You can also try to set --lr
as [0.0001, 5e-6, 16, 0.0001, 1e-5, 16]
, then the learning rate will be reset at the 16th epoch. This may allow the network to jump out of the local minima. If you do this the best result might be achieved at epoch 16 or 17. So, please check all the epochs.
Thanks for your reply and I wander the python=3.8 or 3.9 ? because I got the warning:
UserWarning: __floordiv__ is deprecated, and its behavior will change in a future version of pytorch. It currently rounds toward 0 (like the 'trunc' function NOT 'floor'). This results in incorrect rounding for negative values. To keep the current behavior, use torch.div(a, b, rounding_mode='trunc'), or for actual floor division, use torch.div(a, b, rounding_mode='floor').

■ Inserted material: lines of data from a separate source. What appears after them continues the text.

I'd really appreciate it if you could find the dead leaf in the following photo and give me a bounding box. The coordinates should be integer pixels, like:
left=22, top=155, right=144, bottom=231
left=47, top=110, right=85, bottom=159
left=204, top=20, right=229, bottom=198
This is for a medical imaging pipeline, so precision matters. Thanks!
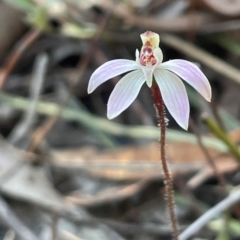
left=228, top=128, right=240, bottom=143
left=0, top=165, right=65, bottom=211
left=187, top=128, right=240, bottom=189
left=0, top=138, right=65, bottom=211
left=202, top=0, right=240, bottom=16
left=187, top=155, right=238, bottom=189
left=51, top=141, right=232, bottom=180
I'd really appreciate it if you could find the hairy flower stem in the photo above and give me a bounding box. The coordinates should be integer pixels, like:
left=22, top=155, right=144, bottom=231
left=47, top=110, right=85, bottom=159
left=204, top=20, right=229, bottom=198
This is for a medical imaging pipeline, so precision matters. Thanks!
left=151, top=81, right=179, bottom=240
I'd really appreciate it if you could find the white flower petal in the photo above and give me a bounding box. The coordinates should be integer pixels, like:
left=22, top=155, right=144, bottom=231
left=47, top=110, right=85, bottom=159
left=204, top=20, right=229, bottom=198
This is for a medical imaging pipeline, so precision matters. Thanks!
left=154, top=69, right=190, bottom=130
left=107, top=70, right=145, bottom=119
left=153, top=47, right=163, bottom=63
left=135, top=49, right=139, bottom=61
left=161, top=60, right=211, bottom=101
left=141, top=66, right=154, bottom=87
left=88, top=59, right=139, bottom=93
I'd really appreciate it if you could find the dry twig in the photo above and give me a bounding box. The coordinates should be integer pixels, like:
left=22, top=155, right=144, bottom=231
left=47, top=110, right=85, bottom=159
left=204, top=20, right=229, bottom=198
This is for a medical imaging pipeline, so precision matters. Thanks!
left=0, top=30, right=41, bottom=89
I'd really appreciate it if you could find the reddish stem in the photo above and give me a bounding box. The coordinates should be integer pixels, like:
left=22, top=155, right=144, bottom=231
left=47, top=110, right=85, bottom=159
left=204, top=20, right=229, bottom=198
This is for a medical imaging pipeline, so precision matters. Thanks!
left=151, top=82, right=179, bottom=240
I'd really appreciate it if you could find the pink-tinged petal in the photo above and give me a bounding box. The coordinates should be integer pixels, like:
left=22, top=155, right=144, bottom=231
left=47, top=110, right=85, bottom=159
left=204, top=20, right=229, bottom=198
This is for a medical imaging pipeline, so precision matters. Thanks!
left=154, top=69, right=189, bottom=130
left=161, top=60, right=211, bottom=101
left=88, top=59, right=139, bottom=93
left=107, top=70, right=145, bottom=119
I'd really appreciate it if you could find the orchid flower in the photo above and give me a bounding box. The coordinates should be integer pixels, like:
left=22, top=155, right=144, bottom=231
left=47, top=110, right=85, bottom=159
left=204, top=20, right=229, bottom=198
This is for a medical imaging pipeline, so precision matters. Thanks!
left=88, top=31, right=211, bottom=130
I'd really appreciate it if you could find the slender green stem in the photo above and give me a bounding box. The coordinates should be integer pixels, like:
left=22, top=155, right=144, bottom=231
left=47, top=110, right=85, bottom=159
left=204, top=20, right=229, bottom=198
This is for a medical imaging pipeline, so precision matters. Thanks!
left=151, top=82, right=179, bottom=240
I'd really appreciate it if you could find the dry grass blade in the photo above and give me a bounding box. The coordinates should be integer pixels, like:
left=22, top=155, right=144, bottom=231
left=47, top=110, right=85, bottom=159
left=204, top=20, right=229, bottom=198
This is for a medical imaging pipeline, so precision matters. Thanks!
left=100, top=2, right=220, bottom=32
left=27, top=114, right=60, bottom=152
left=0, top=93, right=229, bottom=152
left=8, top=53, right=48, bottom=146
left=51, top=214, right=58, bottom=240
left=66, top=177, right=152, bottom=206
left=0, top=197, right=38, bottom=240
left=203, top=0, right=240, bottom=16
left=3, top=230, right=15, bottom=240
left=179, top=187, right=240, bottom=240
left=61, top=230, right=85, bottom=240
left=189, top=119, right=227, bottom=188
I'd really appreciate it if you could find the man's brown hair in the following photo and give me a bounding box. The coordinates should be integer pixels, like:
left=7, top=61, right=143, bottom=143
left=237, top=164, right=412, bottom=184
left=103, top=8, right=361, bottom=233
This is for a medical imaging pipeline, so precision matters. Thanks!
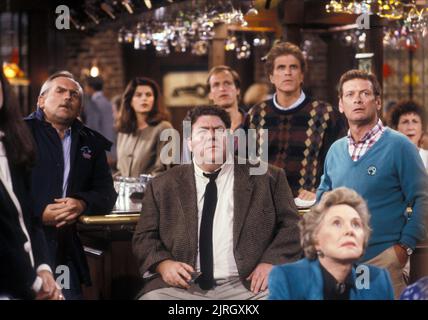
left=337, top=69, right=381, bottom=98
left=264, top=41, right=306, bottom=76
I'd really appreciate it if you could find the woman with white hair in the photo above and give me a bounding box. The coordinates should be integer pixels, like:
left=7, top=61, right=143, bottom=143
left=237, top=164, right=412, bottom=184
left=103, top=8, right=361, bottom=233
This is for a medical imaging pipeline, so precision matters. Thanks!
left=268, top=187, right=394, bottom=300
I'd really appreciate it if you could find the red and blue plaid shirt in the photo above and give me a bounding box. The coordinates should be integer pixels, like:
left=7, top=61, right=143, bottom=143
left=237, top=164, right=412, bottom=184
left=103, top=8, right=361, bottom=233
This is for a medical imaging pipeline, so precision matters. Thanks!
left=347, top=119, right=385, bottom=161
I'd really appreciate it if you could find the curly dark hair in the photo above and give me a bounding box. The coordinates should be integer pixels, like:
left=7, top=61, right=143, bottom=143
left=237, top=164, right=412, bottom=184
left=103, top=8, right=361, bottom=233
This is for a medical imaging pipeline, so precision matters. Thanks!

dim_t = self.temperature ** (2 * (dim_t//2) / self.hidden_dim)
Should I ignore the warning or fix it?
I used Python 3.7.4 and 3.8.13, respectively. This is a warning from PyTorch
and you can ignore it if you use 1.7.1
or 1.12.1
.
I'm now closing this issue due to no response. Please feel free to reopen it if you still have questions.
I appreciate your work very much, and I have reproduced your code. The litemono model I trained is similar to the reported result, but the litemono-8m is worse than your reported. What is the reason? If possible, can you provide your training environment?
my litemono-8m result: abs_rel | sq_rel | rmse | rmse_log | a1 | a2 | a3 | & 0.104 & 0.769 & 4.533 & 0.181 & 0.893 & 0.964 & 0.983 \